How had I let things get so far off track that I’d panicked and walked away? Had I made the biggest mistake of my life? The angry texts I kept getting from Taya and Marge, saying exactly that, didn’t help. So, when my dad texted during an especially dark moment, I caved and told him I was in town. Of course he asked if I’d meet him for a meal, and I agreed.

  And just like the time I signed up for the marriage-matching program, when the dust settled, I once again regret my actions. But it’s too late. Even I’m not a big enough of an asshole to cancel on my dad this late in the game. Although, Inara might disagree.

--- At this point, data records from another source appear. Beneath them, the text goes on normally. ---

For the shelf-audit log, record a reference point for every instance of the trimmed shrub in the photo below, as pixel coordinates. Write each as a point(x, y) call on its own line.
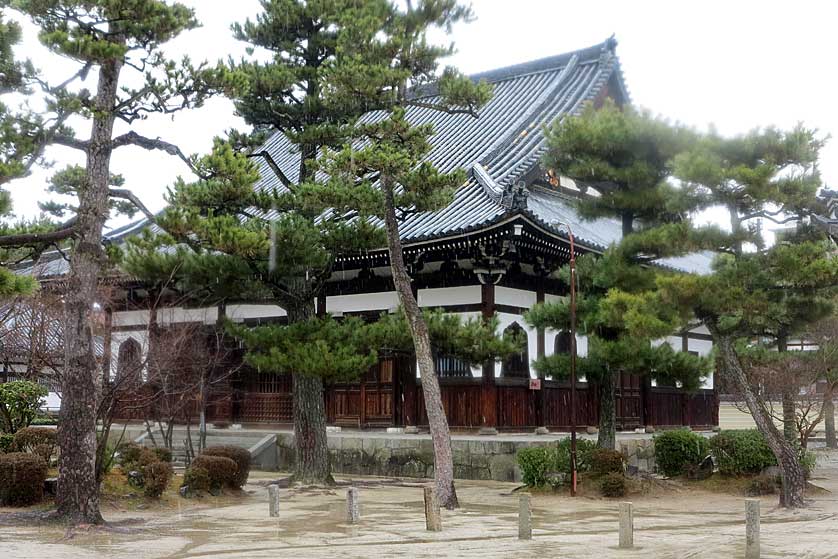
point(741, 451)
point(537, 463)
point(37, 440)
point(613, 485)
point(676, 450)
point(163, 454)
point(606, 461)
point(156, 478)
point(763, 485)
point(197, 480)
point(239, 455)
point(22, 478)
point(7, 443)
point(220, 469)
point(129, 455)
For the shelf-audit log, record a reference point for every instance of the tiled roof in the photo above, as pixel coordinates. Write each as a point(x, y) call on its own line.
point(499, 149)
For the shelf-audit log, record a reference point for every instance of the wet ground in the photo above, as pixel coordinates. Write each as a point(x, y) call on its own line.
point(669, 523)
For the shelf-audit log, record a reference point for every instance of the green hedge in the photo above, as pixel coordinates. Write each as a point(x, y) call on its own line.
point(741, 451)
point(538, 462)
point(676, 450)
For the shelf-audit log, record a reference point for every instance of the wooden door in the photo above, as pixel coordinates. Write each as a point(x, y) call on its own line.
point(629, 402)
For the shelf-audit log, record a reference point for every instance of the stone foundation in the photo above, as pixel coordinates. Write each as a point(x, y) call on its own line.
point(475, 458)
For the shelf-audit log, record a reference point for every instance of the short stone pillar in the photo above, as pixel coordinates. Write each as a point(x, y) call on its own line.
point(524, 517)
point(433, 519)
point(353, 506)
point(273, 500)
point(752, 529)
point(626, 526)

  I wince. It’s unbelievably pathetic, my inability to go more than fifteen minutes without thinking of her. When I spot my dad waiting for me outside his car in the Coronado Visitor Center parking lot, I’m almost happy for the distraction.

  He spots me and his eyes shrink to near nothing because of how wide his smile is. I don’t contain my grin either, as complicated as it is to see him. A warmth spreads over my chest. He has not changed one bit, except for maybe leaned out from all the Zumba, but his eyes are still his eyes and his smile is still his smile.

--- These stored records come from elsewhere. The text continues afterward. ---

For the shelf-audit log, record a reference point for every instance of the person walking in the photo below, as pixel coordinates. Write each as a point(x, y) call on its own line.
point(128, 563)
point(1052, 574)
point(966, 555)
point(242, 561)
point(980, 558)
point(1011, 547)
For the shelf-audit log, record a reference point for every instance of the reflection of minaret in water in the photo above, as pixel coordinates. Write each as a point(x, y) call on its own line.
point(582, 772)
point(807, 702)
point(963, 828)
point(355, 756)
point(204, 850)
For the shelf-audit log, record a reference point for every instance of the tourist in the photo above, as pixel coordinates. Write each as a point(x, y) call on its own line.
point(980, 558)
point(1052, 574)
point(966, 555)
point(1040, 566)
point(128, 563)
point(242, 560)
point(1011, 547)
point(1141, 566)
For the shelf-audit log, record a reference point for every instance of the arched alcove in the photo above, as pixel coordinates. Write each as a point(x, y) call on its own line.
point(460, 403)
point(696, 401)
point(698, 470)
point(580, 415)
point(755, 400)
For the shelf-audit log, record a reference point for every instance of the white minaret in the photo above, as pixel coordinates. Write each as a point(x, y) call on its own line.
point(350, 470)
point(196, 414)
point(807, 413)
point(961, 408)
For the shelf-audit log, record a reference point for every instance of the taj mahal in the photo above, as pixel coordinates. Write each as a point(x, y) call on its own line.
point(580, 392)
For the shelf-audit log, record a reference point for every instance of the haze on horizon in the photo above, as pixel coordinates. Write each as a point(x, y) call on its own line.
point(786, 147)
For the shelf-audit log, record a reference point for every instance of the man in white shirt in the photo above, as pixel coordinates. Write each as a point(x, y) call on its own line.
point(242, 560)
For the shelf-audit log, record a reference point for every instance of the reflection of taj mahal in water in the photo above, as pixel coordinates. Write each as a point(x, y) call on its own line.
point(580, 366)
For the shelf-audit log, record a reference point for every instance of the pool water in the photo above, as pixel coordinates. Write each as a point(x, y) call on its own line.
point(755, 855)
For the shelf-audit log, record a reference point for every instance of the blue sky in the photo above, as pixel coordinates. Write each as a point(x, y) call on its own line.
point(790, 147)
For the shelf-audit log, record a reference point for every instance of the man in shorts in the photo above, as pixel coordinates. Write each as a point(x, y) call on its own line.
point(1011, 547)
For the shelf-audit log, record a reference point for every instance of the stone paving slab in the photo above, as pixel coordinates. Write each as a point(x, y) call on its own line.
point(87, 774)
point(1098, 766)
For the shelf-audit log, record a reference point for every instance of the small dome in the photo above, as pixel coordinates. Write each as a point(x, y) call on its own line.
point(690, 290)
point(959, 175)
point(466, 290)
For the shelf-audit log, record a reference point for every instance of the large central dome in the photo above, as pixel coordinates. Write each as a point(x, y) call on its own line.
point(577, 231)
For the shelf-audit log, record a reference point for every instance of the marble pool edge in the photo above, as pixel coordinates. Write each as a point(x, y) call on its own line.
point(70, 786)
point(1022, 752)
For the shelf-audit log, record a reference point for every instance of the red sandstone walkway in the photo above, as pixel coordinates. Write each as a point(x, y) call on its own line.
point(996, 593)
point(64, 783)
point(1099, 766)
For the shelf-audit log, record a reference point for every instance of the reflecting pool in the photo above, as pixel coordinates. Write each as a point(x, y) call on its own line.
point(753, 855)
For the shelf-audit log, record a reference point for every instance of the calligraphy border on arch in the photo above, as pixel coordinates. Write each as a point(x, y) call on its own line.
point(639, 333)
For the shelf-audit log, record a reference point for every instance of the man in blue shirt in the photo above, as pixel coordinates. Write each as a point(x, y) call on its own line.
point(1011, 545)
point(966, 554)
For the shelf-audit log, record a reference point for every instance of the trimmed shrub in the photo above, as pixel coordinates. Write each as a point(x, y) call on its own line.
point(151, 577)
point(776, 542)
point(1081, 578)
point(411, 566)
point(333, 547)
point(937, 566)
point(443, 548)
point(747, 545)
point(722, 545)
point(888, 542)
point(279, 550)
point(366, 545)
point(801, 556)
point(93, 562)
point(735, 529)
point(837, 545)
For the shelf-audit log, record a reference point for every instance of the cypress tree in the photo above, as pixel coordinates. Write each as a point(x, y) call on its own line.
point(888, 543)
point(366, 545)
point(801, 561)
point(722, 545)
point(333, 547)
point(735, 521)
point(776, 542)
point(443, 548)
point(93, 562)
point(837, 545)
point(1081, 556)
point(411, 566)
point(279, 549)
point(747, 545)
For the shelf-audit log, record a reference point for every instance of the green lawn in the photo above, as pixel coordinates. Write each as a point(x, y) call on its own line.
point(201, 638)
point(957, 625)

  “It’s been too long.” He pulls me in for a hug and I let myself fall into him, or onto him, given how much bigger I am.

  “It’s good to see you.” I give him three strong pats on the back causing short breaths to leave his lungs. I didn’t intend for them to be that hard.

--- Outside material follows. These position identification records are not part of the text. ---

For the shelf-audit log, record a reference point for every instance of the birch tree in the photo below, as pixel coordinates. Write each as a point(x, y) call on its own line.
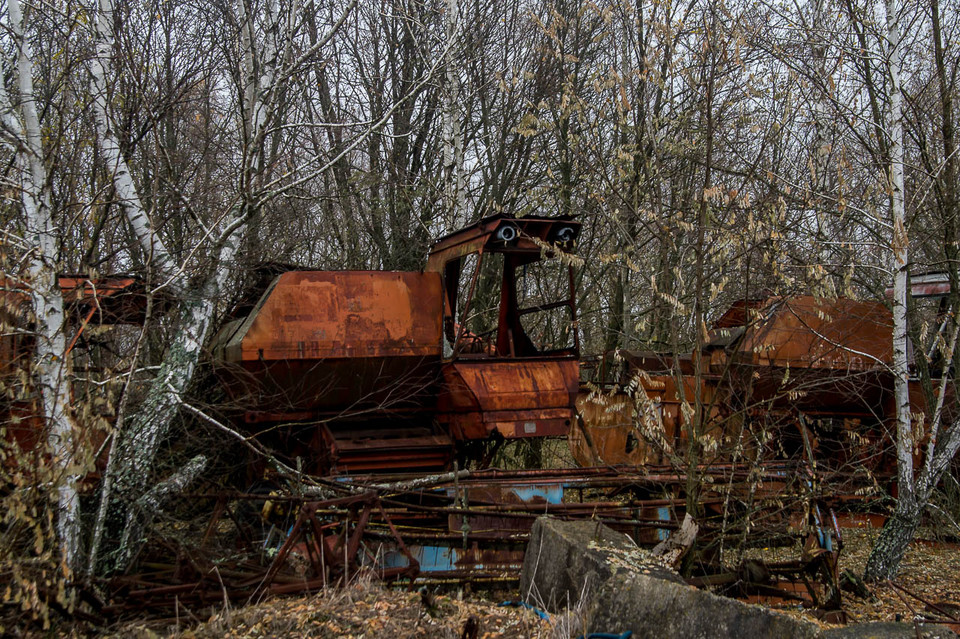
point(22, 130)
point(914, 485)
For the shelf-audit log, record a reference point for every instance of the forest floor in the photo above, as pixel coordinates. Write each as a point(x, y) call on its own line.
point(366, 609)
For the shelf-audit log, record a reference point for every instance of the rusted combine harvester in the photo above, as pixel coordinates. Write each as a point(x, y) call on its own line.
point(797, 376)
point(358, 371)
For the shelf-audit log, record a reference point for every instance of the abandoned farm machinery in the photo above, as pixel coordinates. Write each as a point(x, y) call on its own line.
point(393, 392)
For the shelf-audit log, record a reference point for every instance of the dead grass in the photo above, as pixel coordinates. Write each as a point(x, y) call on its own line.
point(368, 610)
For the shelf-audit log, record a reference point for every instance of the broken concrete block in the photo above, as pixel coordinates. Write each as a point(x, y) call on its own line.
point(888, 630)
point(621, 587)
point(565, 562)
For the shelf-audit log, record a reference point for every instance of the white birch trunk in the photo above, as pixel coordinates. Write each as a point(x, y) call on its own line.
point(49, 362)
point(896, 535)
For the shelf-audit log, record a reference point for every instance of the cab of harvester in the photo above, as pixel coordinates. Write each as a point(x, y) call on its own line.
point(510, 345)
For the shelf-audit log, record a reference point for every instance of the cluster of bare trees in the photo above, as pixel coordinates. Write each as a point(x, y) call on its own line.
point(715, 149)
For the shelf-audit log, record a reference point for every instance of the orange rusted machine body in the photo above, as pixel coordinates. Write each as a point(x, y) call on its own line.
point(357, 371)
point(813, 372)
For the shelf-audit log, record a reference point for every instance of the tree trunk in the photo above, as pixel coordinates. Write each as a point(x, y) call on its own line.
point(49, 359)
point(888, 551)
point(885, 557)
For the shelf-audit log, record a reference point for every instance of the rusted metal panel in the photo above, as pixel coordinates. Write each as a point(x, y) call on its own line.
point(331, 340)
point(342, 314)
point(808, 332)
point(518, 398)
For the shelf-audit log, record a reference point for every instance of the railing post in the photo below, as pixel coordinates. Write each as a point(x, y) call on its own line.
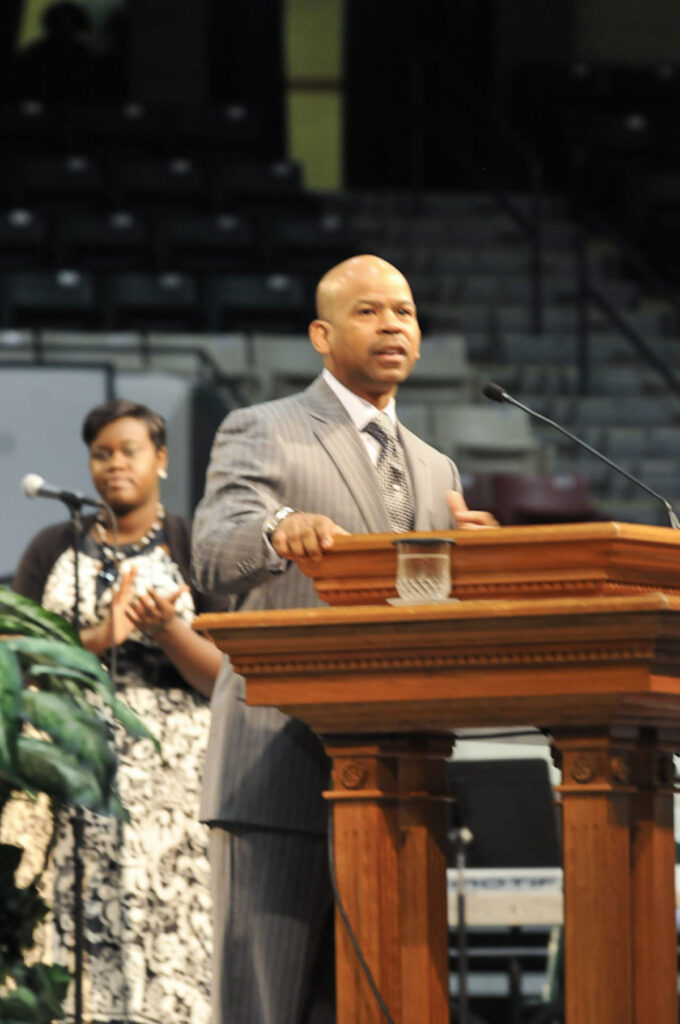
point(583, 326)
point(537, 249)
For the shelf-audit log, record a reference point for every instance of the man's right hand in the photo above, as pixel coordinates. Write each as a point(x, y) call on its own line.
point(303, 535)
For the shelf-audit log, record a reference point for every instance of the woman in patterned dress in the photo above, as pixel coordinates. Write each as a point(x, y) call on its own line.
point(146, 904)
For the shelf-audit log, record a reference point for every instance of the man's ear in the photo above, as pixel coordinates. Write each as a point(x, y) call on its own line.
point(319, 335)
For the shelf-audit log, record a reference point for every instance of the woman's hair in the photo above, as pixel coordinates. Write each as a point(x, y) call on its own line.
point(109, 412)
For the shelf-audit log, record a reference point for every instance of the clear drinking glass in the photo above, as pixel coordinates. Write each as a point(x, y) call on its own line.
point(423, 569)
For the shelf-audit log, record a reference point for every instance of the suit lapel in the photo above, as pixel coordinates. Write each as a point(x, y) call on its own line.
point(339, 437)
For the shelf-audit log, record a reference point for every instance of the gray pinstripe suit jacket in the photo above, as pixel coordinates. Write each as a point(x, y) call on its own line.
point(263, 768)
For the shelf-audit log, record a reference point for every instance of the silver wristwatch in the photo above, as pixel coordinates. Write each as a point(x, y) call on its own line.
point(271, 524)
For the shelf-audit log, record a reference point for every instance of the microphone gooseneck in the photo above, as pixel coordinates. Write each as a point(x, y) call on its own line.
point(498, 393)
point(34, 485)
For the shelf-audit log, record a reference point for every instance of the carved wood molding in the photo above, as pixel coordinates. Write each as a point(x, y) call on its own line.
point(304, 665)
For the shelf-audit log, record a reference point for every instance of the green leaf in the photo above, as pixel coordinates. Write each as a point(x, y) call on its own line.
point(33, 613)
point(22, 1005)
point(61, 681)
point(10, 691)
point(46, 768)
point(58, 654)
point(80, 732)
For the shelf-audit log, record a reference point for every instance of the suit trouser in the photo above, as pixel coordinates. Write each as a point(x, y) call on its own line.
point(272, 916)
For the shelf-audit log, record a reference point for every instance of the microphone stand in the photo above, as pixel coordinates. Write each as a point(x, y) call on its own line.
point(77, 821)
point(497, 393)
point(461, 838)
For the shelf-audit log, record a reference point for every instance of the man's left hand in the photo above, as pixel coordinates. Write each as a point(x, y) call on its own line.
point(466, 518)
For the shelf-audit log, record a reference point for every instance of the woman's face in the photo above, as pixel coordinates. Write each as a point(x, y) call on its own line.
point(125, 463)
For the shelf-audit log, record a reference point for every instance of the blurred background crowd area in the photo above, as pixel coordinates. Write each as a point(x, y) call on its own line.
point(175, 176)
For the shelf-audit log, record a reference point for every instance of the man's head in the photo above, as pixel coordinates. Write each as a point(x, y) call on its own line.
point(367, 327)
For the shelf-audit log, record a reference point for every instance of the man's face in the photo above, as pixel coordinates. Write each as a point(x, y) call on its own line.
point(372, 338)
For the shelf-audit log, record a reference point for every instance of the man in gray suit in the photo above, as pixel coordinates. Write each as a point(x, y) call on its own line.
point(285, 478)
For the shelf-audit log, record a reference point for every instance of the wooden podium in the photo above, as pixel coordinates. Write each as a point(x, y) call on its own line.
point(574, 629)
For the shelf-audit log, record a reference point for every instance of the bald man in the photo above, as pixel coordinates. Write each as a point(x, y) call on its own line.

  He steps back and looks me up and down. “You look different. Good, but different.”

  “Thank you.” My voice sounds so formal and I wish it wouldn’t. But I can’t shake the nervousness nor the anxiety I have pushed aside for a few years too many.

  “Why don’t we head over to Roberto’s?”

  I nod and step around him to get into the car. I haven’t had their surf-and-turf burrito in years, but the idea of going there makes me salivate. “Let’s go.”

  We cross the bridge, the city coming into view about forty minutes later, and I can’t help but feel nostalgic having my dad drive me somewhere. It’s both pleasant and painful, if that’s even possible. We drive over to the tiny taco shop with the mosaic-tile tables and gaudy umbrellas. We can only sit outside, but I don’t mind, even with the chill in the air. And the noise of the passing traffic drowns out other customers. We order our food and sit and wait for them to call out our names. This is an unrecognized gem in Oceanside, but the food is five-star.

  “How long has it been since you’ve been here?”

  I groan. “Too long.”

  There is a moment of silence between us before mi apá clears his throat. “So, I think it’s time we talked about the fundraiser.”

  I recoil, every muscle in my body going rigid. The fundraiser is an extra-loaded subject now, since it’s a big part of the reason Inara and I broke up. “Do we have to do this now?”

  He takes in a slow, deep breath while momentarily closing his eyes. “Yes, I think we do. Talk to me, mi hijo. Just tell me what you’re thinking.”

  Like it’s just that easy. Talking, and about this subject.

  He glances over at me. “Come on. Give it a try. Good or bad, tell me what you’re thinking.”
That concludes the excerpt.